04/06/2013

Para os que arriscam

(Porque branco de página é o pavor de quem escreve nos dias em que não sabe o que escrever. Todos inventam artifícios. O meu hoje é este: ditados populares. Pode dar samba...)

Quem não arrisca não petisca.

Às vezes, é melhor. Petiscar tem um quê de superfície que profundidade gastronômica alguma altera. Assim é.

Comem-se pequenas quantidades de comida bem confeccionada, quando se petisca. São iguarias, das quais nos aproximamos sem nos aproximarmos realmente: sim, como-te, diz-se àquela porção fumegante que acabou de pousar na mesa posta. Mas um pouco, e só de vez em quando. Já pensou, se gosto tanto que não quero comer outra coisa? Já pensou, se de tudo o que tiver de comer daqui em diante me surgir a imagem fantasmagórica de uma delícia dessas? Já pensou, se for crescendo a vontade de te transformar, ó petisco, em refeição, e de te ter à minha mesa em todas as ocasiões? Pior: e se de repente me afundo numa espécie estranha de nostalgia do que eu poderia ter transformado em refeição e mantive na prateleira das distrações? Não, não: melhor não arriscar.

É que petisco não é alimento: é satisfação primária. Agrada-se o paladar e esquecem-se as entranhas. Elas que digiram como melhor puderem, depois. Para isso existem: digerir sem incomodar. O problema são as úlceras, um dia, talvez, quem sabe... essas feridas abertas na superfície do estômago, todos os petiscos do mundo convergindo para a fragilidade das paredes, abrindo frinchas que se convertem em chagas. Anti-ácido tampona, mas não resolve. O que é preciso é parar de petiscar e se alimentar de forma correta, diz o médico num meneio de cabeça. Que pode ser qualquer coisa, a rigor, para isso temos um supermercado de ideologias alimentares à escolha, e como somos seres da modernidade nem é preciso que nos formatemos em lugar algum.
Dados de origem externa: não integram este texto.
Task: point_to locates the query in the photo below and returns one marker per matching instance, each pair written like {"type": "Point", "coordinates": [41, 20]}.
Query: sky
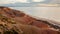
{"type": "Point", "coordinates": [21, 1]}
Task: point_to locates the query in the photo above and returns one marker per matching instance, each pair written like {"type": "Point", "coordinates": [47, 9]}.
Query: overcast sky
{"type": "Point", "coordinates": [21, 1]}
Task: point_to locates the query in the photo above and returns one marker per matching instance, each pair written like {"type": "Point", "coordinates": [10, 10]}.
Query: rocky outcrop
{"type": "Point", "coordinates": [15, 22]}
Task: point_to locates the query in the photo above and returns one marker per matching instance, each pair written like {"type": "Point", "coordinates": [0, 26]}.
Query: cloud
{"type": "Point", "coordinates": [38, 0]}
{"type": "Point", "coordinates": [12, 1]}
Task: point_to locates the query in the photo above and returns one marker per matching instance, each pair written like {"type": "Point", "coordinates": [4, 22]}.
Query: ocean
{"type": "Point", "coordinates": [52, 13]}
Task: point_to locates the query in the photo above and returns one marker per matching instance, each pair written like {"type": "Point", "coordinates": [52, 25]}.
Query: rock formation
{"type": "Point", "coordinates": [15, 22]}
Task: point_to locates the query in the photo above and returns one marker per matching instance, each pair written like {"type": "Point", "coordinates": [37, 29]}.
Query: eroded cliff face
{"type": "Point", "coordinates": [15, 22]}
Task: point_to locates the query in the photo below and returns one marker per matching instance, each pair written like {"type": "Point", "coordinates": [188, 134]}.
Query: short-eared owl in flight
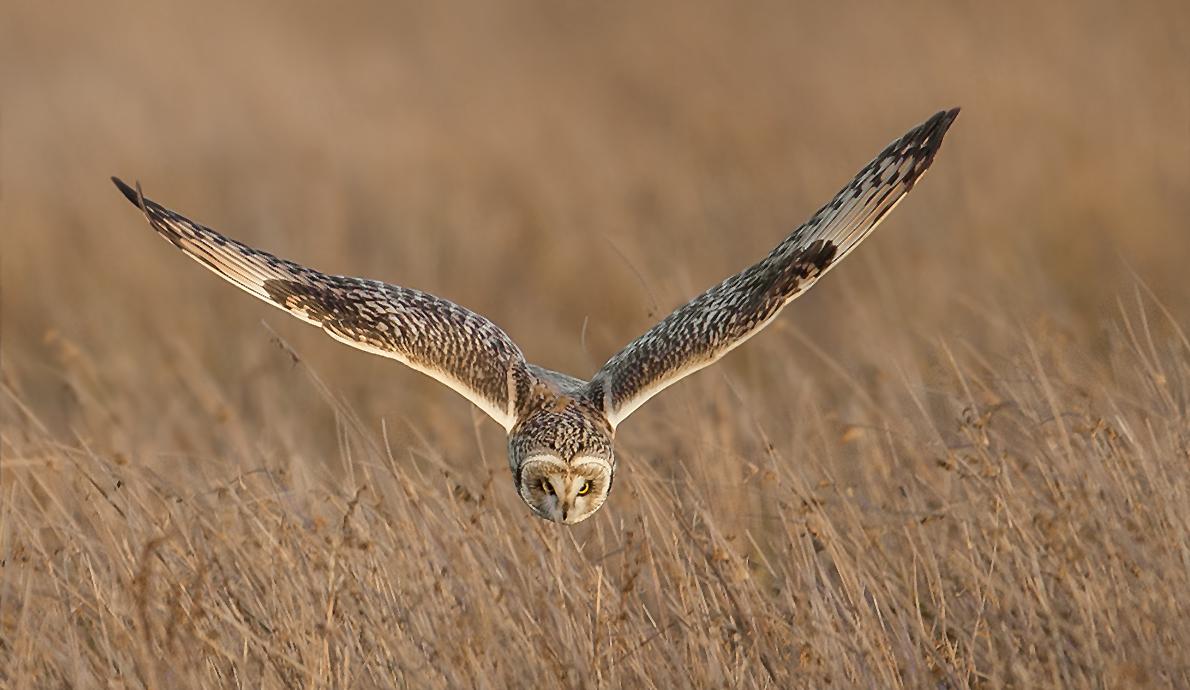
{"type": "Point", "coordinates": [561, 428]}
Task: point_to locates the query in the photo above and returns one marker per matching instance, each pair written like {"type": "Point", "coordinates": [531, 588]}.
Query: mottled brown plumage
{"type": "Point", "coordinates": [561, 428]}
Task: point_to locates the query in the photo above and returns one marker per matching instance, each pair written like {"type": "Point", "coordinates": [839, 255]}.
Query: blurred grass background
{"type": "Point", "coordinates": [574, 171]}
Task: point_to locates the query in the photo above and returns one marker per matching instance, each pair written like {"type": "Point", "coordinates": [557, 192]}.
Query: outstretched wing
{"type": "Point", "coordinates": [730, 313]}
{"type": "Point", "coordinates": [433, 336]}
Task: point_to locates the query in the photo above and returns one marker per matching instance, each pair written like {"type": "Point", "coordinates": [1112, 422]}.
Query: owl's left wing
{"type": "Point", "coordinates": [730, 313]}
{"type": "Point", "coordinates": [451, 344]}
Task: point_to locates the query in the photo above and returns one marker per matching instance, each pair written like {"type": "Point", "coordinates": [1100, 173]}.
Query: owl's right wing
{"type": "Point", "coordinates": [730, 313]}
{"type": "Point", "coordinates": [452, 344]}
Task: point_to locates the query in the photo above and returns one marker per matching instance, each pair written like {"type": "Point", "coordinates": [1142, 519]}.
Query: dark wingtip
{"type": "Point", "coordinates": [130, 193]}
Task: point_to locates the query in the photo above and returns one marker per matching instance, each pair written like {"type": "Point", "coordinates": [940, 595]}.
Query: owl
{"type": "Point", "coordinates": [562, 430]}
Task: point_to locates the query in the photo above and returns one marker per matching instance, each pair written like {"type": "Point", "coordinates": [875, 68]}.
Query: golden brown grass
{"type": "Point", "coordinates": [963, 460]}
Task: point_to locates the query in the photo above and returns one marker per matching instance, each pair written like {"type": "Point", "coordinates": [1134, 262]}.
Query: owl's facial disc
{"type": "Point", "coordinates": [564, 493]}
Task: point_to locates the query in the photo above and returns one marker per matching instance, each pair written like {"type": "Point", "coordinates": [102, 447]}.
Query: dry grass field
{"type": "Point", "coordinates": [962, 460]}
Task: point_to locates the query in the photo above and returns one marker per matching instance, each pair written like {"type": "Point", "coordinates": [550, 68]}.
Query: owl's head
{"type": "Point", "coordinates": [563, 464]}
{"type": "Point", "coordinates": [564, 491]}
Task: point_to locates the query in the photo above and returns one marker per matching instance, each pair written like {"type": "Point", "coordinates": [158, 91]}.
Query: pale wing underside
{"type": "Point", "coordinates": [452, 344]}
{"type": "Point", "coordinates": [730, 313]}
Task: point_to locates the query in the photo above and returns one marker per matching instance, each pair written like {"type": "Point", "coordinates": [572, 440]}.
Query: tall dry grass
{"type": "Point", "coordinates": [962, 460]}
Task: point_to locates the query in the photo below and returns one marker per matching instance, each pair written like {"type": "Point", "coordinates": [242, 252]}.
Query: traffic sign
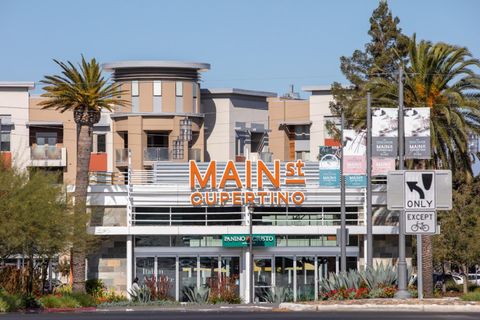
{"type": "Point", "coordinates": [420, 222]}
{"type": "Point", "coordinates": [419, 190]}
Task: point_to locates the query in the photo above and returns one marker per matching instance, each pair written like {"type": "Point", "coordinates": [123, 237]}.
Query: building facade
{"type": "Point", "coordinates": [140, 195]}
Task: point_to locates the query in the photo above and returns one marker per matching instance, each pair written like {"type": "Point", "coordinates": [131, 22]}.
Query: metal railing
{"type": "Point", "coordinates": [156, 154]}
{"type": "Point", "coordinates": [195, 154]}
{"type": "Point", "coordinates": [121, 155]}
{"type": "Point", "coordinates": [46, 152]}
{"type": "Point", "coordinates": [107, 178]}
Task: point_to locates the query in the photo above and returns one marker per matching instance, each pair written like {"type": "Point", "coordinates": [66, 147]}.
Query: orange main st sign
{"type": "Point", "coordinates": [210, 190]}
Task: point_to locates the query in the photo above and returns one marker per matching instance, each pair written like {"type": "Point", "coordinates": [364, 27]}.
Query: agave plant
{"type": "Point", "coordinates": [197, 295]}
{"type": "Point", "coordinates": [278, 295]}
{"type": "Point", "coordinates": [141, 294]}
{"type": "Point", "coordinates": [381, 275]}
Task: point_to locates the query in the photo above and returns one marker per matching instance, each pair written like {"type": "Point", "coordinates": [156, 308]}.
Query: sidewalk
{"type": "Point", "coordinates": [409, 305]}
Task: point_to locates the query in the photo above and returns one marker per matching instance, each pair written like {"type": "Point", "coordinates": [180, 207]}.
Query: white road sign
{"type": "Point", "coordinates": [419, 190]}
{"type": "Point", "coordinates": [420, 222]}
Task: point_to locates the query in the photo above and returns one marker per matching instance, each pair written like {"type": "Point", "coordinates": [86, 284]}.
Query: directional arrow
{"type": "Point", "coordinates": [412, 185]}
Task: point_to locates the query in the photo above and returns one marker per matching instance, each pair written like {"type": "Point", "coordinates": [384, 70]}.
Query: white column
{"type": "Point", "coordinates": [315, 276]}
{"type": "Point", "coordinates": [294, 278]}
{"type": "Point", "coordinates": [129, 262]}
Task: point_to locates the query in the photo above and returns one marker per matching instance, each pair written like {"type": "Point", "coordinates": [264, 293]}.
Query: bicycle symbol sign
{"type": "Point", "coordinates": [420, 222]}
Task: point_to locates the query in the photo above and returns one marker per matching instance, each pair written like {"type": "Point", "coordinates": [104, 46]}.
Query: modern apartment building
{"type": "Point", "coordinates": [141, 196]}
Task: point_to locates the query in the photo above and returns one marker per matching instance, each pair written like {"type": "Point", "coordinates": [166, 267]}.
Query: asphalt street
{"type": "Point", "coordinates": [233, 315]}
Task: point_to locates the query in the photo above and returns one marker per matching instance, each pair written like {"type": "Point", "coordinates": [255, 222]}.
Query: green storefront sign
{"type": "Point", "coordinates": [242, 240]}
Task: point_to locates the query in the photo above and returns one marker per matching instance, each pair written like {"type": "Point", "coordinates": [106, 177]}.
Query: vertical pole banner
{"type": "Point", "coordinates": [329, 167]}
{"type": "Point", "coordinates": [354, 152]}
{"type": "Point", "coordinates": [385, 132]}
{"type": "Point", "coordinates": [417, 133]}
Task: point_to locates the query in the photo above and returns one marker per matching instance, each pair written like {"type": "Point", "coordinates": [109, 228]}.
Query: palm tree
{"type": "Point", "coordinates": [439, 76]}
{"type": "Point", "coordinates": [85, 92]}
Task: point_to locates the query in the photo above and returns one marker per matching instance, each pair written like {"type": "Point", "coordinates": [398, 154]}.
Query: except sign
{"type": "Point", "coordinates": [419, 190]}
{"type": "Point", "coordinates": [242, 240]}
{"type": "Point", "coordinates": [420, 222]}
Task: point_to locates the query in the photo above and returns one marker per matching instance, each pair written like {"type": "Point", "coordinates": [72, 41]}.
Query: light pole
{"type": "Point", "coordinates": [369, 184]}
{"type": "Point", "coordinates": [343, 240]}
{"type": "Point", "coordinates": [402, 292]}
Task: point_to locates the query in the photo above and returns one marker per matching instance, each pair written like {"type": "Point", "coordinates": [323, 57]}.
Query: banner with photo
{"type": "Point", "coordinates": [329, 170]}
{"type": "Point", "coordinates": [385, 132]}
{"type": "Point", "coordinates": [354, 152]}
{"type": "Point", "coordinates": [381, 166]}
{"type": "Point", "coordinates": [417, 133]}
Coma tudo cru, ou tudo cozido, ou só proteína, ou nada de animal, ou só um pouco, ou tudo líquido, ou todas as cores no prato, ou jejue de vez em quando que é bom. Ou então inverta tudo e se alimente só de luz. Para a alma, deve ser o melhor. É capaz de ser bom para diminuir a extensão da sombra, ou dar-lhe um pouco de claridade. Não é preciso acabar com ela, e nem é aconselhável. Como diz Clarice, era capaz de que nos acostumássemos com a felicidade, e quando felizes somos egoístas. Eu gosto muito da minha sombra, não quero perder-me dela nem que ela vá atormentar outras criaturas.

Agora, bom mesmo é uma mesa de bar na Plaza Mayor de Madrid: começa-se pelos petiscos, que eles chamam de "tapas", e depois vai-se aos pratos principais. Entre tortillas e porções de jamon serrano, entre mejillones e angulas al ajillo, tecem-se os primórdios da refeição, o início do prazer de degustar. Como se fosse um ensaio. Como se se dessem os primeiros passos na direção daquilo que vale a pena ser vivido. Pode até demorar horas, que seres ibéricos gostam de demorar-se à mesa, e são horas de ordem e rigor, disposição e entrega. Raros são os que se ficam pelos petiscos: em algum momento, pedem-se as matérias que dão substância ao corpo e à alma. Num acordo tácito, os convivas tilintam os copos, esse som festivo que anuncia a existência e o reconhecimento do que não é matéria. Nessas mesas de amigos, nessas ocasiões tão únicas em que os olhos se encontram e a vida se divide, as travessas crescem, e as refeições se completam. Dessa forma, sem medo de errar, é bom de arriscar, é bom de petiscar, e é bom de se alimentar. E haja apetite!

Na foto, umas gambas al ajillo, coisa boa para esquentar o frio.